CSA News April 29th
Spring is a busy season for farmers and gardeners. Dewane and Sarah Tyler are braving the wind and cold to finish planting our oats and barley. The barn calf steers are being introduced to a big field pasture. Violet and Squirt, our two Jersey milk cows, are dry. They’ll calve again in late August and early September. Until, then, there’s no need for them to be summoned up to the barn twice a day to be milked. They know the routine and, being cows that thrive on routine, they will remember.

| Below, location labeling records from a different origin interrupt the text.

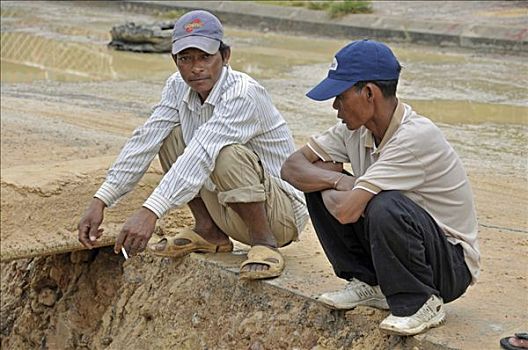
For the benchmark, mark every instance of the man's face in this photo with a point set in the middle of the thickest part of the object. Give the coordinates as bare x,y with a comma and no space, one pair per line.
199,69
353,108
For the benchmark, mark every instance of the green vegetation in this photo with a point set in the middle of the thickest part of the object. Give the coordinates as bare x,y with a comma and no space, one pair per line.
335,8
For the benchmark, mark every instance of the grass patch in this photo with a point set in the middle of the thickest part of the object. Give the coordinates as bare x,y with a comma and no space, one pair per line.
170,15
335,8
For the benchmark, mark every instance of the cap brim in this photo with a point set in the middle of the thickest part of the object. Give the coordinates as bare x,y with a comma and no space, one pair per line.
203,43
329,88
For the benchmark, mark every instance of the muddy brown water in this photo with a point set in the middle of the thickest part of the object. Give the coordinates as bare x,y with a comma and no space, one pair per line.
93,96
479,100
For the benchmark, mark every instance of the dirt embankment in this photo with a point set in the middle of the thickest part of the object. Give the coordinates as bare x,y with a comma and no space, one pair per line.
95,300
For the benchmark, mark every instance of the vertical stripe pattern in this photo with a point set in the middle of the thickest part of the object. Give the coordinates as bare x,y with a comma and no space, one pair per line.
237,111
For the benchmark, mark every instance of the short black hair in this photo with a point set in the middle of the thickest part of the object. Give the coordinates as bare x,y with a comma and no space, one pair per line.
387,87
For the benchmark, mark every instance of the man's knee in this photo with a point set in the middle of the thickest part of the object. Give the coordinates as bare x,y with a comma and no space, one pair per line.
236,162
383,206
171,148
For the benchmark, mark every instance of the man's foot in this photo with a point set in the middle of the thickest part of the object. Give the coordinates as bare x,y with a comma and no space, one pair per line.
185,242
267,241
431,314
355,293
259,256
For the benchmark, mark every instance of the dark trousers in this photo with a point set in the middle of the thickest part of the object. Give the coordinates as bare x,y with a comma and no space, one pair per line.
397,245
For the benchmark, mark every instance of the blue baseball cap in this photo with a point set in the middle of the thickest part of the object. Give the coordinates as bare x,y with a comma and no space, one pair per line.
198,29
361,60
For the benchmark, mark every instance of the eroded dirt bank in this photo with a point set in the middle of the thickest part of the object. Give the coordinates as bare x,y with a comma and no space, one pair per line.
92,300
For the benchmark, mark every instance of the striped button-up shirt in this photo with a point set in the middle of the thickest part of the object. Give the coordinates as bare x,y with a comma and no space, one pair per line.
238,110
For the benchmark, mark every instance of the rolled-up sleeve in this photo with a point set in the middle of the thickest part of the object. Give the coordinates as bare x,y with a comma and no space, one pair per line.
234,121
139,151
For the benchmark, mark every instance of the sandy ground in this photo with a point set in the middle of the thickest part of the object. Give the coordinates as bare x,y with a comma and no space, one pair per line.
57,140
56,144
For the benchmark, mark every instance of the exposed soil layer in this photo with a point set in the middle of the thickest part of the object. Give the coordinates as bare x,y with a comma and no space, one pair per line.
92,300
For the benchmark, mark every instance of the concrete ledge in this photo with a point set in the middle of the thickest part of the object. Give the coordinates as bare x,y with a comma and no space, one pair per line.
313,22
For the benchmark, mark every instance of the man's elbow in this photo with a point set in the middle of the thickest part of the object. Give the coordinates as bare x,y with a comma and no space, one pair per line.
346,215
287,170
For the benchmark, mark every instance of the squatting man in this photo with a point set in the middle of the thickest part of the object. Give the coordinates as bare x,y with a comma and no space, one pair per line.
221,143
401,228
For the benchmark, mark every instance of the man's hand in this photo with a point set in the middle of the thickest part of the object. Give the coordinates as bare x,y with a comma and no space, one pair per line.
88,227
346,206
136,232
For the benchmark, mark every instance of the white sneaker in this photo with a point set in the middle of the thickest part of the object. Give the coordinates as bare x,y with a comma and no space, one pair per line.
431,314
355,293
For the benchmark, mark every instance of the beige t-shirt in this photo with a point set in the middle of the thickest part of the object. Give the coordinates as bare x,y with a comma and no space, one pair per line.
415,158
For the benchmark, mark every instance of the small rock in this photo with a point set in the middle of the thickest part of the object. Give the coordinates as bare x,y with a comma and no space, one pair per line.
47,297
256,345
106,341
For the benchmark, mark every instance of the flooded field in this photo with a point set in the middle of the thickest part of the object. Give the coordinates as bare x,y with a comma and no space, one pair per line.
69,103
479,100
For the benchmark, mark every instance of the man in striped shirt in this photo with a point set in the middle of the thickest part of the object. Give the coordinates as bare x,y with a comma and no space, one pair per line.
221,143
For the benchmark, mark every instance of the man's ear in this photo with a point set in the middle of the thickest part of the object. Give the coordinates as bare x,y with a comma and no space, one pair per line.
371,90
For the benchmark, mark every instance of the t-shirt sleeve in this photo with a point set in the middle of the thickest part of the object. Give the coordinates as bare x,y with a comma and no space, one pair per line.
398,168
330,145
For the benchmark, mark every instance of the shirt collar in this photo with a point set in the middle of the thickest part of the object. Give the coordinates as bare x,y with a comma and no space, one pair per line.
192,100
394,124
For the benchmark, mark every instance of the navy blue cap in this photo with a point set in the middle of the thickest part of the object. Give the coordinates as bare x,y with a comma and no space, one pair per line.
199,29
362,60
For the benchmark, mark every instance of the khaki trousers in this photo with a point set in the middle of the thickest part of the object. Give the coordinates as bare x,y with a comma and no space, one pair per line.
239,178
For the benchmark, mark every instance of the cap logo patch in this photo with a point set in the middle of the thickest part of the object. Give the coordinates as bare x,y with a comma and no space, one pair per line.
196,23
333,65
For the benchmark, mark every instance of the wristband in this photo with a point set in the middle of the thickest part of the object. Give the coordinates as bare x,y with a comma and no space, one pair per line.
337,181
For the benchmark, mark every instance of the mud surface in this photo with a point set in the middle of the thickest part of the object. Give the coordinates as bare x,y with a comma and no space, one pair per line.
63,124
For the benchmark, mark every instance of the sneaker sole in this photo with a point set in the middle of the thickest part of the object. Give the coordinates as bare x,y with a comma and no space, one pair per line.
434,322
377,303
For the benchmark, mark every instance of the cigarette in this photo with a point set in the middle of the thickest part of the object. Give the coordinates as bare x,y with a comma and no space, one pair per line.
124,253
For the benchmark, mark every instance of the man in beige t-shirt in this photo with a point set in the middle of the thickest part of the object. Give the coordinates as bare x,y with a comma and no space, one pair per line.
402,227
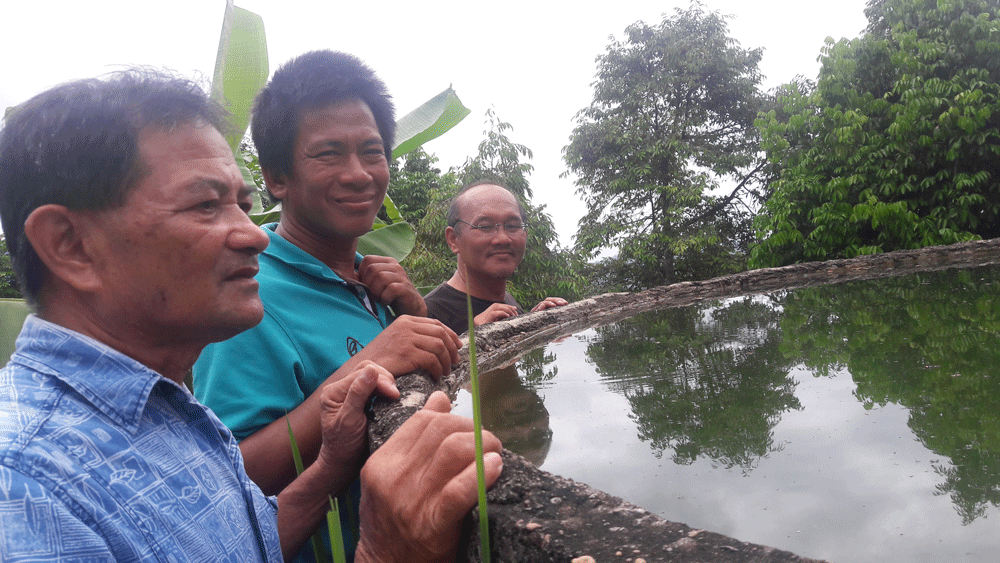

Lucy, Lola, and Lizard are our young milk heifers. They will learn the milking routine when they freshen in a year and a half. Until then, they need to be in daily touch with—and be touched daily by—us, their human handlers. To do that, we’ll move them around the farm and house yards and along the lush grass that borders the long driveways to the fields and high tunnel garden. We’ll carry pails of fresh water for them to drink, and scratch their ears and necks. Why do we want to keep them tame? They’ll be 1000+ pound milk cows in a year and a half. We’ll milk them by hand or squat down beside them with an old-fashioned Surge milker. No robot-run milking parlor for these dames. We want them to be cows kids can sit on. Cows that come to be milked when you call. Cows whose raw milk is creamy rich for making butter or yogurt or cheese. Or quark, if you’re from Switzerland.
We transplanted tomatoes into the high tunnel last week. Five long rows in between the rows of spinach and lettuce. We’re protecting the plants closest to the walls of the high tunnel from cold seep with hotkaps, the white hat-like covers. By July, the tomatoes will be 5-feet tall and we’ll start harvesting tomatoes. We’re so excited!
You have to tread carefully in the high tunnel now. It’s crowded. But it’s wonderful to have the high tunnel do what it’s meant to do—get crops to mature early. The spinach and lettuce seedlings are getting their true leaves. With sun and more moderate temperatures (the unscientific way to describe growing degree days), they will resume growing and soon you’ll be enjoying fresh CSA salads.
We did more seed sowing this week. Broccoli, flowers, fennel, Chinese cabbage 2, head lettuce 2, kohlrabi 2, kale 1. Tomorrow, we’re starting melons, zucchini and summer squash, outdoor cucumbers, and okra. The hoophouse cukes, still in pots, are about to get their first true leaves, but we started them on April 10th.
We’ll sow radish 1, bunching onions and beets 1 this week. The weather is too unsettled to plant carrot seed. We’ll plant cauliflower and late cabbage in flats, and move the onions outside for their final acclimation before transplanting into the garden.
The snow peas are germinating. I dug up a few and saw the emerging green sprout. We’ll hang their chicken wire support fence, and plant the sugar snap and shell pea seed.
No word on when the bees will arrive. The hives that wintered over are hatching brood. While we were setting tomatoes in the high tunnel, I watched a noontime pre-flight orientation session for young bees the other day. The bees clung to the face of the hive. In small groups, they let go and tested their wings. Always facing the hive, they hovered in mid-air, then practiced landing. Then they crawled up and practiced again. Fascinating!
Wait one!
Sorry for the pause. I just had a fresh reminder of why we are lawn-pasturing the milk yearlings. Lizard just broke the clasp of her green nylon collar and was leaping around the yard and ended up under our deck. I managed to back her out without cracking my head more than four times. She raced me to the gray horse trailer, then stopped to rub noses with Lucy. She stood still while I slipped a temporary chain around her neck and hooked it. Then I managed to attach the other end to the trailer before she tried to scamper away again.
Yesterday morning, two of the 400-lb beef calves Dewane had shepherded into the barn broke out. I found them butting heads in the middle of the road in front of the farm. RDO is planting potatoes now, and big trucks with seed and chemicals are zooming back and forth. The road is not a good place to play. Hannah and I herded the steers with the red truck down the driveway and up to the barn. I knew we didn’t dare get up close and personal. They’re black Angus calves, not tame Jersey calves.
It was a good thing Lizard was willing to let me catch her. She’s going to make a good milk cow.